Every medium has techniques that are understood to work for their intended audience. Film, for example, has adopted quite a few conventions that have been shown to be effective in support of clear storytelling.

We now know what those are. They include establishing shots, two shots, close-ups, cut on action and the 180o rule, among many others.

In the earliest days of filmmaking not all of those conventions had been worked out. It wasn’t so much a question of any technical limitation as of understanding what works for human viewers.

After all, the set of all possible movies is incredibly vast — it consists of anything you can capture with a camera, edit together, and show on a screen. Yet the set of movies that can actually be comprehended by human beings is a relatively tiny subset of this much larger set.

With that in mind, it would be interesting to compile a list of techniques that filmmakers tried which ultimately failed. An obvious example would be films which broke the 180o rule: An edit which moves the camera position to the other side of the actors.

This kind of cut doesn’t work because the “screen right” direction in the first shot becomes the “screen left” direction in the second shot. When you do that, audiences lose track of which way the actors are facing, and they become disoriented.

I’ve tried to search on-line for a history of failed film techniques. That is, attempts to add to the cinematic vocabulary not because of any technical difficulty, but because the minds of human viewers would simply reject them or respond with confusion.

Does anybody know where such a list might exist?

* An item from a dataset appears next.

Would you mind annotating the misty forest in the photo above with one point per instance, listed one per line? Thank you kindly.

2 Responses to “A history of failed film techniques”

  1. J. Peterson says:

    I remember as a kid, it wasn’t uncommon to see a split screen of two different settings when two characters were on a phone call with each other. I can’t recall seeing it in a movie in the last 20 (maybe 30?) years, though.

  2. Adrian says:

    I don’t know of a list, but this makes me think about the series _Mr. Robot_. A lot of movies and shows will occasionally break the standard rules in order to create a sense of disorientation, but, with _Mr. Robot_, breaking the rules is the rule. So much of it is so dark and so back lit that it’s often hard to recognize the characters or what they’re doing from their silhouettes. Establishing shots are rare. Conversations often avoid two-shots. Instead, they intercut close-ups the the characters, but with each shot composed such that the character will be at the extreme edge of the frame facing away from the center of the screen. It’s hugely unsettling, which is clearly the point, but it’s amazing how far they can take it and still tell a cohesive story.